The power he saw was a structure that was all around us, rather than a top-down approach. Unlike other theorists, like Karl Marx who saw two classes, Foucault saw that everyone is under some oppression, this was a new view at the time. He did not see it was important that there was ‘a oppressor and an oppressed’ because of how the system is even the ‘top guy’ is oppressed by the person above him.
Power is everywhere. In his third book ‘Discipline and Punish: The Birth of the Prison’ he says this
“There is no power relation without the correlative constitution of a field of knowledge, nor any knowledge that does not presuppose and constitute at the same time power relations” He saw that power is even in how we are thinking.
In a sense, he is able to suggest that people that control power also control how people see that power, of course, the police will say that police are doing great things because they control their power and how they in force the law. Of course, Governments will say they’re good because they’re talking about themselves.

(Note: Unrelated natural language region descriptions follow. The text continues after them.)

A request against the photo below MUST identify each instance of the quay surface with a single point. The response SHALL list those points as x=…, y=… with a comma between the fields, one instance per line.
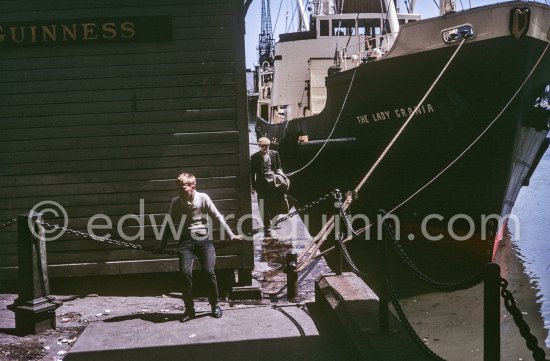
x=340, y=324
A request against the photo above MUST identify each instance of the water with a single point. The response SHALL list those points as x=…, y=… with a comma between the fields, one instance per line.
x=532, y=234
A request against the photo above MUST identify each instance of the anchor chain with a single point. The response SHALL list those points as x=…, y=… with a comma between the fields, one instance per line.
x=524, y=330
x=406, y=323
x=445, y=286
x=6, y=223
x=307, y=206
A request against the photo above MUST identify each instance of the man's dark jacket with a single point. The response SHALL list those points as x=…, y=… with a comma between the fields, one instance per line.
x=259, y=183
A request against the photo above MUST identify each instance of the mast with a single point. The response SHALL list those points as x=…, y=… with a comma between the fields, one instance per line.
x=266, y=45
x=392, y=16
x=446, y=6
x=304, y=22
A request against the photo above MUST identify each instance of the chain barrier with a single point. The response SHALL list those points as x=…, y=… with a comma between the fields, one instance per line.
x=115, y=242
x=406, y=323
x=530, y=340
x=445, y=286
x=6, y=223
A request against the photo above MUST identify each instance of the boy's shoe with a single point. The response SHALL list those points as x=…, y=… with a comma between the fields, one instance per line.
x=187, y=315
x=217, y=311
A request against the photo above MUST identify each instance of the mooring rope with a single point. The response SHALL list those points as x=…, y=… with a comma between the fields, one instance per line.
x=331, y=132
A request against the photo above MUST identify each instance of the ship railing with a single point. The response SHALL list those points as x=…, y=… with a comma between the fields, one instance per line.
x=363, y=50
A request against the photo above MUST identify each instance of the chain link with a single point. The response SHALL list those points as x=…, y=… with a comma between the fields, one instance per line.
x=111, y=241
x=6, y=223
x=524, y=330
x=407, y=325
x=307, y=206
x=445, y=286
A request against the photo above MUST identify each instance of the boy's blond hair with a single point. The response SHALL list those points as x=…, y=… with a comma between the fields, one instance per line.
x=185, y=179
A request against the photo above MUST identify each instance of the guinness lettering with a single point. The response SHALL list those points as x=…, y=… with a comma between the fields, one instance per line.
x=86, y=31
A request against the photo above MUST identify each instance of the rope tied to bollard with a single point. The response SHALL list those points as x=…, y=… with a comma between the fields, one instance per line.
x=6, y=223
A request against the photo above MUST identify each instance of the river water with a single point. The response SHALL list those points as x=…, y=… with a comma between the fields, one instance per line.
x=532, y=233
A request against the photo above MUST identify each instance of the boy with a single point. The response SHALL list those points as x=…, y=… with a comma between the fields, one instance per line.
x=192, y=208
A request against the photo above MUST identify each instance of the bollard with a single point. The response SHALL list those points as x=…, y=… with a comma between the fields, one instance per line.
x=383, y=310
x=34, y=312
x=338, y=247
x=291, y=276
x=491, y=313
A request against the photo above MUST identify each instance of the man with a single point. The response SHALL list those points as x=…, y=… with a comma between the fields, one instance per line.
x=263, y=166
x=193, y=209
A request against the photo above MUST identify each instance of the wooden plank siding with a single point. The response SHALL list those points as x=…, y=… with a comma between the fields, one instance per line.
x=105, y=127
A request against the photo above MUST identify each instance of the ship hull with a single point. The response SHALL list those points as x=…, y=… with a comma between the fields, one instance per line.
x=451, y=168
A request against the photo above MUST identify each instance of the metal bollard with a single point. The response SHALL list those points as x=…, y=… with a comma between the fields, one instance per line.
x=383, y=309
x=338, y=247
x=491, y=313
x=34, y=312
x=291, y=275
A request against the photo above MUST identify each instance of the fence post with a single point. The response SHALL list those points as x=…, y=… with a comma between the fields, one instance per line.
x=491, y=313
x=291, y=275
x=34, y=312
x=383, y=310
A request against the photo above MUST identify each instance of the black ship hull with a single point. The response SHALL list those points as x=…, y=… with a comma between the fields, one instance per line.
x=451, y=164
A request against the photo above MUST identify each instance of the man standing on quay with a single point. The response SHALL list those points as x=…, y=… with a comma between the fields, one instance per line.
x=263, y=165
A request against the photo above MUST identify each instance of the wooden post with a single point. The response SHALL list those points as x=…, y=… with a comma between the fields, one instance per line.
x=291, y=275
x=34, y=312
x=491, y=313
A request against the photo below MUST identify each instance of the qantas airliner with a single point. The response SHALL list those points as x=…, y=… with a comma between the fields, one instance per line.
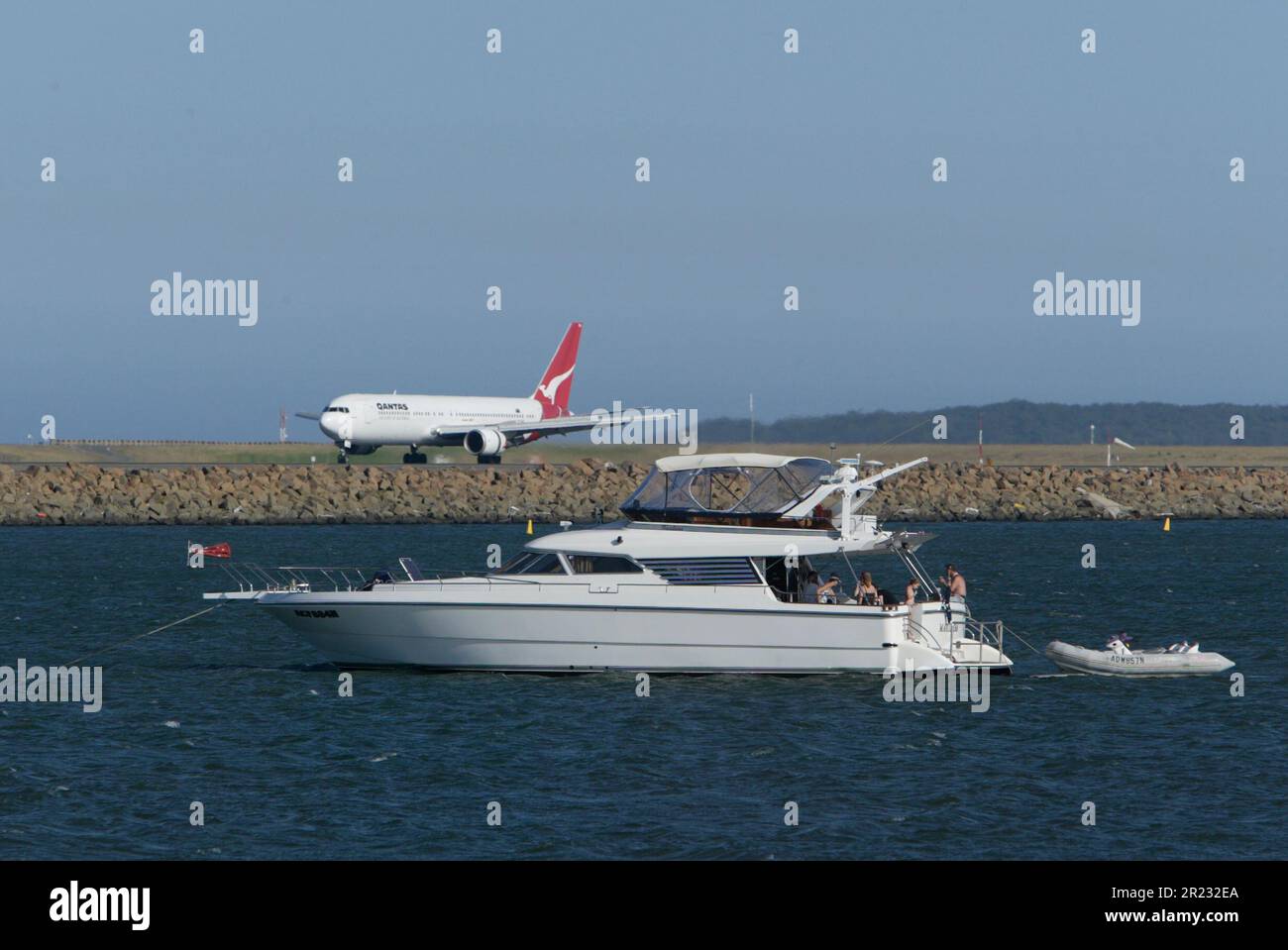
x=361, y=422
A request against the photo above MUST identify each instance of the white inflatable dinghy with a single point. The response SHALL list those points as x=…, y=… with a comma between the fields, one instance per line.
x=1117, y=659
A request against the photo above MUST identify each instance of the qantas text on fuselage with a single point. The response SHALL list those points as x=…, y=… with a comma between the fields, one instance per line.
x=361, y=422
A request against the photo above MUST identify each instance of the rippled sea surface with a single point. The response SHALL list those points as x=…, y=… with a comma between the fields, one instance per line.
x=233, y=710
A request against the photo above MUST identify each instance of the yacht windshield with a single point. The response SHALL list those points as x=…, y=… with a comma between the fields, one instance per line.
x=741, y=489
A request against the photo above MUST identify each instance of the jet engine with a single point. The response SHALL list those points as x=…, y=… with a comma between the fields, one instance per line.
x=484, y=442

He also looked at how the ways of punishing people have changed from far more public forms of control things like hanging now the punishment is done behind closed doors, he questioned why that is and how that has changed the nature of how crime is seen.

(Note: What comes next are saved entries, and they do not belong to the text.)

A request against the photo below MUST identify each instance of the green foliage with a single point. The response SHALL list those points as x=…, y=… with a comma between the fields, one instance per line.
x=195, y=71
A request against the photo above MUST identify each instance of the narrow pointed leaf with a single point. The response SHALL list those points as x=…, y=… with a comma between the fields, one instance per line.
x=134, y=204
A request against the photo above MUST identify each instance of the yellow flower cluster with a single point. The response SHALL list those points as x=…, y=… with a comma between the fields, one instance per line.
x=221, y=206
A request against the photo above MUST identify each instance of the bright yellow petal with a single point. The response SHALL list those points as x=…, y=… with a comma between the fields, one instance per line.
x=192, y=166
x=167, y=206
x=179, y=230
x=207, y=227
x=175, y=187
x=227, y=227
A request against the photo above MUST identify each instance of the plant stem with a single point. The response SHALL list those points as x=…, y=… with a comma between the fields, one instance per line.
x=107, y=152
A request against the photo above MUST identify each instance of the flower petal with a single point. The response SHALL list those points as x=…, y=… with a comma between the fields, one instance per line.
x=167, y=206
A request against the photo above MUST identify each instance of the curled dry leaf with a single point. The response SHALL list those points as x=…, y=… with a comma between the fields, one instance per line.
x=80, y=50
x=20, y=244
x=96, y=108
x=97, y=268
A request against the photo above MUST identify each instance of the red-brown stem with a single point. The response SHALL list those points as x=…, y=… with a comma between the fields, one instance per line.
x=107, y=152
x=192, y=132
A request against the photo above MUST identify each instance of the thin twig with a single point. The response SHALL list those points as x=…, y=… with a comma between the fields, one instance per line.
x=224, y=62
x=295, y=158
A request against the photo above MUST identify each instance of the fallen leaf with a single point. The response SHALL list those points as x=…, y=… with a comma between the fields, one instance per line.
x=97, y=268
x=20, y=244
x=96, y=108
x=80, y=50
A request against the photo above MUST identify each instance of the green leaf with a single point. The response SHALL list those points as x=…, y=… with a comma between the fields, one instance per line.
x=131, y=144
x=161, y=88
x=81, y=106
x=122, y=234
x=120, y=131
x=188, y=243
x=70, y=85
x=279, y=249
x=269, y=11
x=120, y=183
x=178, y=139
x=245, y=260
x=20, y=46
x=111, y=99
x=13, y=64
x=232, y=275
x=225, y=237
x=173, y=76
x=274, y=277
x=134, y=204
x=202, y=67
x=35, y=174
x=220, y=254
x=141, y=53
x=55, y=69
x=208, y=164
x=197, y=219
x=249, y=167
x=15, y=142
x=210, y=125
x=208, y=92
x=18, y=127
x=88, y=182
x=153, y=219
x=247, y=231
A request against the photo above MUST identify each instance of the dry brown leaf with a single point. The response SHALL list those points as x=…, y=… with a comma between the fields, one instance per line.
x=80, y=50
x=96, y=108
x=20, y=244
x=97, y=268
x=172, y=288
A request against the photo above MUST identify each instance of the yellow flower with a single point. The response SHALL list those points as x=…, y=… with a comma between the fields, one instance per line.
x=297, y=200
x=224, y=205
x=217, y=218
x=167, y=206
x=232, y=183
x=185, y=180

Because of Foucault’s very ‘unwell’ teenage years, he was very interested in how people who are seen as mentally unwell are looked at, also the history of how madness was looked at. He in his historical work noticed that in history people who were seen as ‘mad’ were often just accepted and seen to have ‘special skills’ and were respected in being just them. Nowadays we want everyone to be the same. and this makes pressure on the individual as they see themselves as sick.
In his book ‘The Birth of the Clinic’ he says this ” Death left its old tragic heaven and became the lyrical core of man: his invisible truth, his visible secret.” he was almost in a romantic relationship with death, because he saw that death was life in the sense that everyone dies.
He also saw that doctors see a person as a ‘check list’ that when the person is at the doctor the doctor sees the person as a group of problems rather than a whole person. He called this ‘the medical gaze’.
There were many people who disagreed with Foucault’s view , but it can be argued they only disagreed with him because he questioned them too, also he wrote in a new way that the intellectuals disagreed with at the time – he was a historian and approached his writing in such a way, rather than seeing his view as ‘theory’ he was just revising how the reader can look at history.
Also, it could be said that because he had a very non-normal lifestyle he was gay and into sadist experiences, the criticalness of other writers may be because they disagree with his lifestyle.
When I walk around campus there is a lot of discourse on so many security cameras and this has an effect on how students feel. Personally, I see no need for them. It creates a discourse that ‘students’ can’t be trusted and if the university can not trust it’s own students then what hope do we have being in the working world. It’s said that we have been treated in such a way.
Overall, Foucault looked at three main ideas, the discourse and how discourse controls people. He looked how the prison system has changed and how it has become far worse for crime and he looked at the health system and how that has changed. This essay analyses in-depth these areas and poses some questions.
Foucault, M. (1973). The birth of the clinic. New York: Pantheon Books.
Foucault, M. (1977). Discipline and punish. New York: Pantheon Books.
Foucault, M., Rabinow, P. and Faubion, J. (1997). The essential works of Michel Foucault, 1954-1984. New York: New Press.
Strathern, P. (2000). Foucault in 90 minutes. Chicago: Ivan R. Dee.